Protecting Our Environment

Playing for Keeps

by Jesus Madrazo
Playing for Keeps
The lessons learned as a child have a way of shaping one’s life as an adult.
Growing up in one of the larger cities in southern Mexico, my experience with crops was limited to weekend visits to my grandfather’s farm. The near-tropical conditions created a stunning playground that brings back fond memories of running through his cacao plantation, liberating the seeds from their pods and savoring that intense chocolatey flavor. Other days found me chewing on a stalk of sugarcane or chasing cattle across his pasture. Looking back, my time there was a near-idyllic experience.
Jesus Madrazo
Jesus Madrazo is Head of Agricultural Affairs and Sustainability at Bayer Crop Science.
But it wasn’t all about playing. My grandfather showed me the value of hard work and what it took to manage a highly diversified farming operation. I saw how his farm was connected to nature and the impact it had on his family, friends and community. And slowly, I began to realize that he was teaching me a deeper lesson about responsibility and sustainability. While I enjoyed my time there, I learned that farming is neither a game or a pastime — it’s a business. And a tough one.

Finding My Path

Many years later, after earning an MBA at Cardiff University in the UK, I still wasn’t sure of what I wanted to do with my life. I only knew that I needed a job.
Jesus Madrazo
When I joined Monsanto, little did I know that my career path would begin to draw me ever closer to the farm. Each new position in the company gave me fresh insights to the wider world of agriculture. Today, I’m working to expand Bayer’s sustainability efforts, help farmers meet their daily challenges while conserving our limited natural resources, and support the communities that feed us all. It’s as if my adult career and my childhood visits to my grandfather’s farm were converging to be in full alignment.

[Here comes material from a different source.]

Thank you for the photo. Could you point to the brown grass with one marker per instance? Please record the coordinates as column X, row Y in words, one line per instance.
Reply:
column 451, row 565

My grandfather taught me that nothing gets wasted on a farm and that taking care of the earth was the best way to preserve our natural resources and ensure the gifts that only nature can provide. We didn’t call it sustainable farming in those days, and yet that’s exactly what my grandfather was trying to do. He wasn’t perfect then, and agriculture isn’t perfect today, but over the years I’ve seen the huge strides we are making toward achieving that goal.

As head of agricultural sustainability for Bayer, my goal is to build on the solid foundation I experienced as a child with the knowledge that I’ve learned as an adult to find lasting solutions to the critical issues facing agriculture. It may not be as much fun as chasing cattle, but it feels much more meaningful.

The Road Ahead

There’s no one-size-fits-all approach to developing sustainable solutions worldwide. Our diversity of landscapes, growing conditions and cultural traditions means that what works for most megafarms may not work for most smallholder farms. And yet, despite their differences, there is one thing that binds all farms together: Innovation in agriculture offers something for everyone, as advances in soil health, plant breeding and digital technologies will bring substantial benefits to all farms, regardless of size.
And while innovation is a key piece of the puzzle to achieve food security and farming’s sustainability, it cannot succeed without wide support. It’s not enough to tout the benefits of technologies — we must engage in meaningful conversations to understand everyone’s concerns and share ideas. I think we can make real progress if we focus on our shared values, instead of arguing about our differences.
Jesus Madrazo

My grandfather’s farm is no longer owned by my extended family, though it remained so for more than a decade after his passing. It was tough to see it go, but in time I saw this as a reaffirmation of what he taught me about farming: People may come and go, but if the land is preserved and managed properly, it will remain productive for generations to come. You can’t be a passive participant when it comes to operating a successful farm. Each decision, each action, must be carefully considered to understand the impact it will have, both now and in the future.

Today, another family is farming my grandfather’s land. Maybe they have children who take delight in running through the fields, as I once did. If managed well, that same land will be there long after they’re gone and could become a playground for yet another child to experience. And if a child’s play can inspire a search that leads to more sustainable farming, then that’s what I’d call playing for keeps.